Ju Ju Hounds is not Use Your Illusion III
or Appetite for Destruction Revisited. As a songwriter, Stradlin has backed
off from the venomous paranoia of "Double Talkin' Jive," and
his voice, a shaggy blend of nasal Dylan and mumbling Keith Richards,
is a more modest beast than Rose's virtuoso wail. Yet the spunky garage-band
verve -- part saw-toothed Stones, part bulldozing Sex Pistols -- is genuine
and intoxicating. In the chorus of "Train Tracks," a greasy
Mott the Hoople-ish rocker about Stradlin's teenage days in Indiana, when
he'd smoke pot by the railroad tracks, you half-expect him to break into
a bit of Keith Richards's "Happy."
For added authenticity, Stradlin even roped
in a few of his heroes -- including pianist Nicky Hopkins, Rolling Stones
guitarist Ron Wood and ex-Faces organist Ian McLagan -- to play on the
record. "I wanted to try and get it to sound like some of my favorite
albums," he says without apology. "Exile on Main Street is a
staple of my diet. I've always had a copy hiding somewhere, wherever I
would go." The possibility that some critics will suggest that the
real Exile beats neo-Exile any day doesn't faze Stradlin at all.

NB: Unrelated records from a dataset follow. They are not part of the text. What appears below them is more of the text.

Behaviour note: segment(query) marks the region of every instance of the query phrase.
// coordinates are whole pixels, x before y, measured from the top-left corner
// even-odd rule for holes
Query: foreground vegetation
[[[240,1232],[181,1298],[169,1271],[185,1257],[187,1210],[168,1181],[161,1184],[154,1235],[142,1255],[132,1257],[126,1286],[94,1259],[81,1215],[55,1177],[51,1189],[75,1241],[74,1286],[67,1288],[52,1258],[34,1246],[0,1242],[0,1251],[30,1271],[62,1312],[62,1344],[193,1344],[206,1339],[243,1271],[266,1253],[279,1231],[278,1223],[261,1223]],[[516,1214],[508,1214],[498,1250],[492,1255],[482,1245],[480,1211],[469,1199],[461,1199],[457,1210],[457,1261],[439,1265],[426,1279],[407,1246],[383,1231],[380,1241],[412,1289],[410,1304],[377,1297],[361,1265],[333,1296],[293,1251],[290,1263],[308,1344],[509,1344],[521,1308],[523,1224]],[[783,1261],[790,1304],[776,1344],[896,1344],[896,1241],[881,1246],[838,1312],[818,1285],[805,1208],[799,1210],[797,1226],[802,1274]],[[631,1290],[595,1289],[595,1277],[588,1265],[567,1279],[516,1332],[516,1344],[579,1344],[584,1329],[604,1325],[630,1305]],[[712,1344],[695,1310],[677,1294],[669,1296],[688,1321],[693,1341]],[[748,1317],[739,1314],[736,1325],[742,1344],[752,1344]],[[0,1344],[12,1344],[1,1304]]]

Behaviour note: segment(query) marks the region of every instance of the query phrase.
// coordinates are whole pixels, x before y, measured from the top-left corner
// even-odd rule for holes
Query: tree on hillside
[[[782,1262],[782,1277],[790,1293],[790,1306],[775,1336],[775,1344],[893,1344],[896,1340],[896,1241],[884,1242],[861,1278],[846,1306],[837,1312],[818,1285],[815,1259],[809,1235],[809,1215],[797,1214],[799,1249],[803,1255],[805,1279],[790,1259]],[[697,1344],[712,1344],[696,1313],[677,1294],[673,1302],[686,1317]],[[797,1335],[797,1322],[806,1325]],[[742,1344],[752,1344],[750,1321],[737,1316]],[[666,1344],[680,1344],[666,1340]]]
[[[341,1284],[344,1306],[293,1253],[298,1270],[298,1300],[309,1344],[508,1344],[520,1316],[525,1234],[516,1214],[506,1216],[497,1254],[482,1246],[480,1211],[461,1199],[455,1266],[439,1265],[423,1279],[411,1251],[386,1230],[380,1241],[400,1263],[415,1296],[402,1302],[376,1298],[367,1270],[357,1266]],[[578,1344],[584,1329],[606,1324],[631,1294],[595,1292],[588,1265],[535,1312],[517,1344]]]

"You expect the worst and hope for
the best," he says, laughing. "With GN'R, we used to take a
flogging all the time. There was always somebody hacking on what the band
did. It got to the point where you'd go, 'So what?' You won't catch me
yelling onstage about somebody who wrote a bad review. If they do, they
do. That's life."
Stradlin's immediate plans call for him
to hit the road with the Ju Ju Hounds. But aside from continuing negotiations
over his financial settlement with GN' R, there is very little of the
band in Stradlin's life now, although he did meet briefly with Slash over
the summer. "I would have rather met with Axl," he admits.
"But I guess Slash was 'designated
diplomat.' He was as apprehensive as I felt, so it felt pretty good. Then
the next thing I heard was on MTV in Europe: 'Izzy's forgiven, and he's
doing a reggae album.' So I don't know what it actually accomplished."
Stradlin has only talked to Rose once since
he quit GN' R, right before the band went back out on tour in December
1991 with Gilby Clarke. "I was kind of bummin'," he recalls.
"It was a pretty harsh reality, sitting back in Indy. I called him
up, said, 'Hey, you still pissed off?' 'No, I'm not pissed off.' Things
were okay. But then time went by, and he got pissed off again.
"I just think of him as Axl, a guy
I've known for a long time. I know the good and bad of him. Sometimes
I really get worried that the authorities are going to get ahold of him
and make it bad for him. I've been through the system a few times myself,
and I came to the conclusion that - what's that old song? 'I fought the
law and the law won.' With him, yeah, I do worry."